Dava konusu işlemin, davacıya ait Dershane hakkında düzenlenen Sigorta Teftiş Kurulu Başkanlığının 28.07.2006 gün … sayılı genel denetim raporuna dayanılarak tesisi edildiği, Dershane şubesine ait kayıt ve belgeler incelenmeden yalnızca İlçe Milli Eğitim Müdürlüğü’den gönderilen personel sözleşmelerine göre tespitlerin yapıldığı dikkate alındığında, davacıya ait Dershanede bulunan tüm kayıt ve belgeler(ders defterleri, yıllık plan, günlük yoklama fişleri vs.) incelenerek, çalışanların ve işverenin ifadesine de başvurarak söz konusu öğrtemenlerin sözleşmelerde tespit edilen tarihlerde işyerinde çalışmaya başladıkları somut bilgi ve belge ile aksine ihtimal verilmeyecek şekilde ispatlanarak sübuta erdirilmesi ve bunun üzerine ceza yaptırımı uygulanması gerektiğinden, raporda tespit edilen hususların açıkça ortaya konulamaması nedeniyle verilen para cezasında hukuka uyarlık bulunmamaktadır.

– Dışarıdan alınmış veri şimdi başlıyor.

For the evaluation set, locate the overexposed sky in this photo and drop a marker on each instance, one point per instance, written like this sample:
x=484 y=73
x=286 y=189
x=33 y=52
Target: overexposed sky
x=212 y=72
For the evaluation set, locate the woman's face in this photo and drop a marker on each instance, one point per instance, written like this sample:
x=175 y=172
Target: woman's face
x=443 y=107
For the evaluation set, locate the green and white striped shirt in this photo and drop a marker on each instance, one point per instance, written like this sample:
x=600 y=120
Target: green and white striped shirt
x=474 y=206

Bu durumda, davacı şirket hakkında ceza yaptırımı uygulanabilmesi için fiilin, somut bilgi ve belge ile aksine ihtimal verilmeyecek şekilde ispatlanarak sübuta erdirilmesi ve bunun üzerine ceza yaptırımı uygulanması gerektiği anlaşıldığından, dava konusu işlemin iptali gerekirken davanın reddi yolunda verilen Mahkeme kararında hukuka uygunluk bulunmamaktadır.
Açıklanan nedenlerle, davacının temyiz isteminin kabulüyle, …. İdare Mahkemesi’nin … günlü, E:…; K:… sayılı kararının BOZULMASINA, yeniden bir karar verilmek üzere dosyanın adı geçen mahkemeye gönderilmesine, 2577 sayılı Kanunun 54. maddesinin 1. fıkrası uyarınca bu kararın tebliğ tarihini izleyen günden itibaren onbeş gün içinde karar düzeltme yolu açık olmak üzere, 18/02/2016 tarihinde oybirliğiyle karar verildi.